To see how this kind of writing changes the language, Taylor compared Gadsby to the Brown University Corpus, a linguistics storehouse containing about 1 million words of American text printed in 1961. He calculated the “Log-Likelihood keyness” for words in the novel, a statistical method used by linguists to make sure that word variation between texts is not simply random.
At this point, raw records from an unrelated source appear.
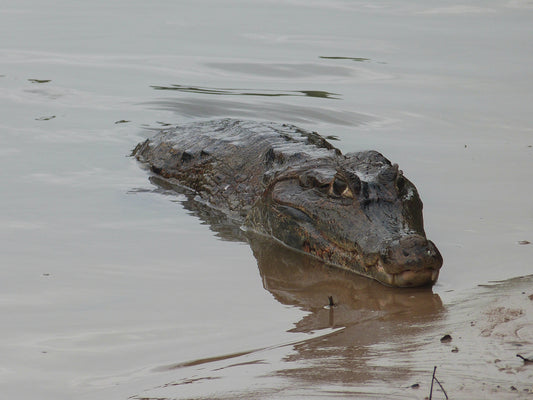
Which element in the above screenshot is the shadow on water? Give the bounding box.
[145,92,378,126]
[138,176,445,384]
[152,85,340,99]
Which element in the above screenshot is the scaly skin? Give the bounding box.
[133,119,442,287]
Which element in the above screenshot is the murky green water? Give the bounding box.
[0,0,533,399]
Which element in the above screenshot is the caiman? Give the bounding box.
[132,119,442,287]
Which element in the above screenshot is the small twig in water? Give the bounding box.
[429,366,448,400]
[516,354,533,363]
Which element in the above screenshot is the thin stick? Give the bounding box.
[429,365,437,400]
[434,377,448,400]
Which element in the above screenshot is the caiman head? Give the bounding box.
[245,151,442,287]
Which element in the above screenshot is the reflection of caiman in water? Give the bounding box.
[133,119,442,286]
[135,189,445,392]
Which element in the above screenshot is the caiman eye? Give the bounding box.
[329,178,353,198]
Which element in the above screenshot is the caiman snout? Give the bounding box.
[379,235,442,286]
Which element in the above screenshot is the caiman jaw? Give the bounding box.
[374,234,442,287]
[373,262,439,287]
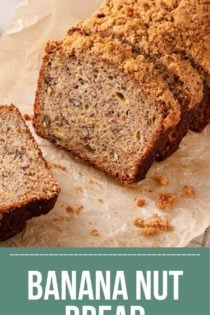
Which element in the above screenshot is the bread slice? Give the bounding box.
[0,105,59,241]
[138,0,210,131]
[34,31,180,184]
[77,0,203,160]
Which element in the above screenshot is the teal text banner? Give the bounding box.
[0,248,210,315]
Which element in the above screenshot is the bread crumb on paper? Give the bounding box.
[66,206,84,215]
[66,206,74,214]
[75,186,83,193]
[133,218,145,228]
[91,229,100,237]
[23,114,32,121]
[154,176,169,187]
[182,185,196,198]
[133,214,173,236]
[48,163,66,171]
[136,198,146,207]
[156,193,177,211]
[76,206,84,215]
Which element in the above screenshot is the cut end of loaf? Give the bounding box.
[0,105,60,240]
[34,33,173,183]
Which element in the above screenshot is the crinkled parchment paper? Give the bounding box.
[0,0,210,247]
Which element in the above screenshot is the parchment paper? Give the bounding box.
[0,0,210,247]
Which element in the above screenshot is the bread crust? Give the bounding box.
[74,0,203,160]
[33,30,180,184]
[0,104,60,241]
[0,195,58,241]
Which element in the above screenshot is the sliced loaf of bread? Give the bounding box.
[77,0,203,160]
[0,105,60,241]
[34,31,181,184]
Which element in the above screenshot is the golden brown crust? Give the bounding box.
[60,31,181,129]
[33,30,180,184]
[138,0,210,73]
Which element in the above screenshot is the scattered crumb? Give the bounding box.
[141,214,172,236]
[155,176,169,187]
[182,185,196,198]
[48,163,66,171]
[75,186,83,193]
[23,114,32,121]
[136,198,146,207]
[66,206,84,215]
[141,226,158,236]
[56,226,63,232]
[91,229,100,236]
[127,185,138,191]
[66,206,74,213]
[157,193,177,211]
[76,206,84,215]
[133,218,145,228]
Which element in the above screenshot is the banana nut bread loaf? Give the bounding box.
[34,31,181,183]
[77,0,203,160]
[0,105,59,241]
[136,0,210,131]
Using that test, he identified the words that punch highest above their weight, and those for which usage suffers the most, when “e” is taken out of the equation:
Word Frequency in Gadsby Versus the Brown University Corpus
Taylor explains that the words at the bottom of that chart, like “of,” “to,” and “in,” are used much less frequently because they are often used next to “e” words, in particular “the.” Think of “most of the time,” “to the store,” or “in the house.”
He also calculated the relative frequency of the other 25 letters as they are used in Gadsby, compared with the Brown corpus.
How Removing "E" Changes the Letters Used
Of all the letters in the alphabet, “g” gains the most ground while “f” falls furthest. “Of,” the biggest single-word loser, certainly has something to do with the drop in “f” frequency. Other common “f” words, like “for,” “if,” and “from,” also commonly follow “e” words.
And here are the top “g” words—you already might have guessed the first:
"G" Words That Appear Most in Gadsby
In short, it’s so difficult to craft any unit of words without using our most common linguistic symbol, that doing so dramatically impacts vocabulary.